Prior to exercise, take yourself through a series of positive self-affirmations. Think about your unique skills and abilities. It may be that you have strong legs which help you to bike up a steep hill. Maybe you are in excellent cardiovascular shape and are able to endure an advanced aerobics class with ease. It might be that you have natural flexibility that makes some movements easier for you to do in comparison to the average person. Make a list of your positive traits related to exercise and keep them in mind before you begin your daily workout regimen.
2. Visualize Success
One of the strategies that competitive athletes use is to visualize success before they begin competing. You can apply this same principle to your exercise regimen. If your goal is to swim 10 laps, for example, close your eyes and visualize yourself doing this. If the last time you went to the pool you experienced difficulty near the eighth lap, visualize that lap and picture yourself pushing through the challenge to achieve your ultimate goal.
3. Replace Negative Thoughts with Positive Thoughts
A challenge that is common for anyone who is striving to achieve a physical goal is focusing on weaknesses and failures. You might have just started running and noticed that your ankles hurt and that you are breathing heavy after half a mile of being out there. The tendency might be to focus on that as a failure and beat yourself up for not being in better shape.
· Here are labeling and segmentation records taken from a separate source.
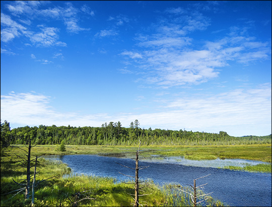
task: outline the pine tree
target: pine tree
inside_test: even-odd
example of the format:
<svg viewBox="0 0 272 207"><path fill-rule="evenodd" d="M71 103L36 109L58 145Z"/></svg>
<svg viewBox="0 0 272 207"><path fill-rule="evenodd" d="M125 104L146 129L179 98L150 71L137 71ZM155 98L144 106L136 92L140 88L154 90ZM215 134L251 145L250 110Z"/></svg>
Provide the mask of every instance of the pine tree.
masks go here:
<svg viewBox="0 0 272 207"><path fill-rule="evenodd" d="M61 141L61 143L60 144L60 145L59 146L59 148L58 149L61 152L66 151L66 149L65 148L65 145L64 144L64 142L63 140Z"/></svg>

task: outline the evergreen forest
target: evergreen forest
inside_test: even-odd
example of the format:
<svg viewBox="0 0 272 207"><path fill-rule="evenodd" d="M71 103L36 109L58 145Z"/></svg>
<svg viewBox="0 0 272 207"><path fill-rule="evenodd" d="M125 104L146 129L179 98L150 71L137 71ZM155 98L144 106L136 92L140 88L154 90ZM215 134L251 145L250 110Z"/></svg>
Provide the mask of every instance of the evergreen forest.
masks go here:
<svg viewBox="0 0 272 207"><path fill-rule="evenodd" d="M137 146L140 139L145 146L228 145L270 144L271 134L266 136L232 136L225 131L218 133L193 132L185 129L155 129L141 128L136 119L129 127L121 123L110 122L101 127L26 126L11 130L7 120L1 122L1 146L25 145L30 139L36 145L126 145Z"/></svg>

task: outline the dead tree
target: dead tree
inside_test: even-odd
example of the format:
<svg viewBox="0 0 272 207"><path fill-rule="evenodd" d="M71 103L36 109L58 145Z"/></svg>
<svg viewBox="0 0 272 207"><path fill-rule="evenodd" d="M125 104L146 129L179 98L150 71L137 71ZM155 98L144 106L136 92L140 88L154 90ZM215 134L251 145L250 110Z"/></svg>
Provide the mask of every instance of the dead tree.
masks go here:
<svg viewBox="0 0 272 207"><path fill-rule="evenodd" d="M143 196L143 195L148 195L147 194L141 194L141 195L139 194L139 190L141 188L143 188L145 187L145 186L144 186L144 187L142 187L141 188L139 188L139 184L144 182L143 181L143 182L139 182L139 170L142 170L142 169L147 168L148 167L149 167L149 166L144 166L144 167L139 167L139 154L140 154L140 147L141 147L141 141L140 140L139 140L139 142L140 142L139 147L138 148L138 150L136 152L136 157L135 157L135 168L130 168L129 167L127 167L127 166L126 166L125 165L121 165L121 164L120 164L119 163L117 163L118 164L119 164L120 165L121 165L123 167L125 167L130 168L130 169L131 169L132 170L135 170L135 176L131 176L128 175L125 175L124 174L121 173L120 172L119 172L119 173L122 174L122 175L125 175L126 176L132 177L132 178L135 179L135 182L134 182L134 184L135 184L135 187L134 187L135 193L134 193L134 194L130 194L130 193L129 194L130 195L134 195L134 198L133 198L134 200L134 203L133 206L137 206L137 207L139 206L139 204L140 204L140 203L139 203L139 196ZM126 184L132 184L133 183L125 183L125 183L126 183Z"/></svg>
<svg viewBox="0 0 272 207"><path fill-rule="evenodd" d="M31 141L30 139L28 139L28 141L29 142L28 146L27 147L28 149L28 151L22 148L20 148L19 147L15 147L20 149L21 150L25 151L26 153L26 154L24 154L24 155L26 156L27 156L27 159L19 156L19 155L15 154L15 155L16 155L16 156L17 156L18 158L22 159L23 160L26 161L26 164L25 162L24 162L23 161L19 161L21 163L21 164L19 165L20 166L23 168L27 168L27 173L26 173L27 178L26 179L26 183L25 184L19 183L17 182L16 181L15 181L13 179L13 178L12 179L13 181L14 181L14 182L16 183L17 184L19 185L23 185L23 186L24 185L25 186L26 192L25 194L25 197L26 199L28 199L28 198L29 197L29 188L30 186L30 178L32 177L30 175L30 168L35 166L35 165L31 166L31 162L35 160L35 159L31 160L31 148L32 147L36 146L36 145L33 146L31 145Z"/></svg>
<svg viewBox="0 0 272 207"><path fill-rule="evenodd" d="M39 172L37 172L36 171L37 160L37 159L38 159L38 157L42 156L42 155L41 155L40 156L36 156L36 158L35 159L31 160L31 148L32 148L33 147L36 146L36 145L31 145L31 140L30 138L29 138L27 140L27 142L28 142L28 146L27 146L27 148L28 148L27 151L26 150L24 150L23 149L22 149L22 148L19 147L13 146L13 147L16 147L16 148L19 148L20 150L23 150L23 151L25 151L26 153L26 154L25 154L24 155L25 155L27 157L27 158L25 158L24 157L20 156L17 155L16 154L15 154L15 155L17 157L17 158L23 159L23 161L19 161L19 162L20 162L20 163L21 164L19 164L19 165L21 167L22 167L23 168L27 168L27 173L26 173L27 177L26 177L26 179L25 180L26 181L26 183L19 183L16 182L15 180L14 180L14 179L13 178L12 178L12 180L13 180L13 181L15 183L16 183L18 185L20 185L20 186L24 186L24 187L20 188L20 189L19 189L18 190L14 190L13 191L7 193L5 193L5 194L9 194L9 193L10 193L11 192L16 191L19 191L19 192L18 192L17 193L14 194L13 196L12 197L13 197L15 195L16 195L18 193L21 192L24 189L25 189L25 198L26 199L28 199L29 198L30 190L30 188L31 187L31 182L30 182L31 180L30 180L31 179L31 177L32 176L34 176L33 183L32 183L32 203L31 203L32 205L33 206L34 205L34 187L35 186L36 186L37 185L38 185L39 183L41 183L41 182L43 182L43 181L45 181L46 180L48 180L48 179L52 178L53 178L53 177L54 177L55 176L53 176L53 177L50 177L49 178L44 179L44 180L42 180L39 181L38 183L35 184L36 174L39 172ZM31 162L33 162L34 160L35 160L35 165L31 166ZM34 170L34 174L31 175L30 169L31 168L32 168L32 167L35 167L35 170Z"/></svg>
<svg viewBox="0 0 272 207"><path fill-rule="evenodd" d="M188 184L188 185L190 185L193 188L193 195L192 195L191 193L190 193L189 192L188 192L185 191L184 191L183 190L180 189L182 192L185 192L186 193L188 193L190 195L191 199L192 201L192 202L193 203L193 206L196 206L197 204L200 203L200 202L203 202L203 201L205 201L205 200L207 200L208 199L208 198L205 198L203 200L198 201L199 199L198 199L197 198L198 198L199 197L205 196L206 195L212 194L213 192L210 192L209 193L206 193L206 194L201 194L201 195L196 195L196 194L197 194L196 193L197 193L197 192L196 192L197 188L202 187L204 185L207 185L208 184L208 183L207 183L206 184L203 184L203 185L199 185L198 186L196 186L196 180L198 180L198 179L200 179L200 178L203 178L203 177L209 176L209 175L211 175L211 174L209 174L209 175L205 175L205 176L200 177L199 177L198 178L194 179L193 180L193 186L190 185L190 184Z"/></svg>

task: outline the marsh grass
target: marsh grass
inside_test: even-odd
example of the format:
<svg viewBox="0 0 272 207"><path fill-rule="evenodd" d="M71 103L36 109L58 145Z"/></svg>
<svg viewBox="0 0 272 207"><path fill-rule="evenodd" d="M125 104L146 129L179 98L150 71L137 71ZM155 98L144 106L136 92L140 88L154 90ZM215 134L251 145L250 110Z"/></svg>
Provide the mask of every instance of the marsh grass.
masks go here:
<svg viewBox="0 0 272 207"><path fill-rule="evenodd" d="M88 148L77 146L78 150L90 152ZM36 147L35 147L36 148ZM33 158L36 154L41 154L42 150L46 150L47 154L53 153L55 149L51 146L33 148ZM72 147L69 152L75 150ZM38 149L38 150L37 150ZM35 150L34 150L35 149ZM114 149L115 152L120 150ZM113 151L114 150L112 150ZM94 151L93 151L94 152ZM108 152L108 151L107 151ZM1 154L1 206L30 206L31 200L25 199L24 192L12 197L14 193L5 194L20 188L12 178L21 182L26 178L25 170L20 167L19 159L14 153L23 156L23 151L18 148L8 148ZM65 152L66 153L67 152ZM81 152L80 153L82 153ZM132 206L134 202L132 197L134 185L116 182L113 178L99 176L88 176L81 175L63 176L70 174L71 169L61 162L49 161L40 158L38 159L37 170L40 170L36 177L36 181L46 179L52 176L53 178L40 183L35 187L34 203L38 206L72 206L77 200L75 195L80 193L81 198L89 197L90 199L83 200L77 203L79 206ZM33 169L31 173L33 173ZM159 187L152 180L146 181L146 187L143 188L144 193L147 195L141 196L140 202L143 206L191 206L192 203L186 195L184 195L173 188L167 186ZM32 192L31 192L32 193ZM31 196L31 195L30 195ZM207 205L222 206L218 201L212 197L209 198Z"/></svg>
<svg viewBox="0 0 272 207"><path fill-rule="evenodd" d="M271 173L271 164L258 164L256 165L246 165L245 166L227 166L225 167L224 169L229 169L234 170L243 170L249 172L263 172L263 173Z"/></svg>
Mental toughness in this situation involves consciously avoiding negative thoughts about failure during exercise, and replacing those thoughts with positive ones.
The next time you go out to run, for example, you might reward yourself with the positive thought that you did actually get out there again despite your previous discomfort. You might notice that you are actually able to run a farther distance than you did before. Reward yourself with positive thoughts each time about the things that you're doing right. You will find that this positive energy gives you extra strength and motivation to continue and push through the difficult times.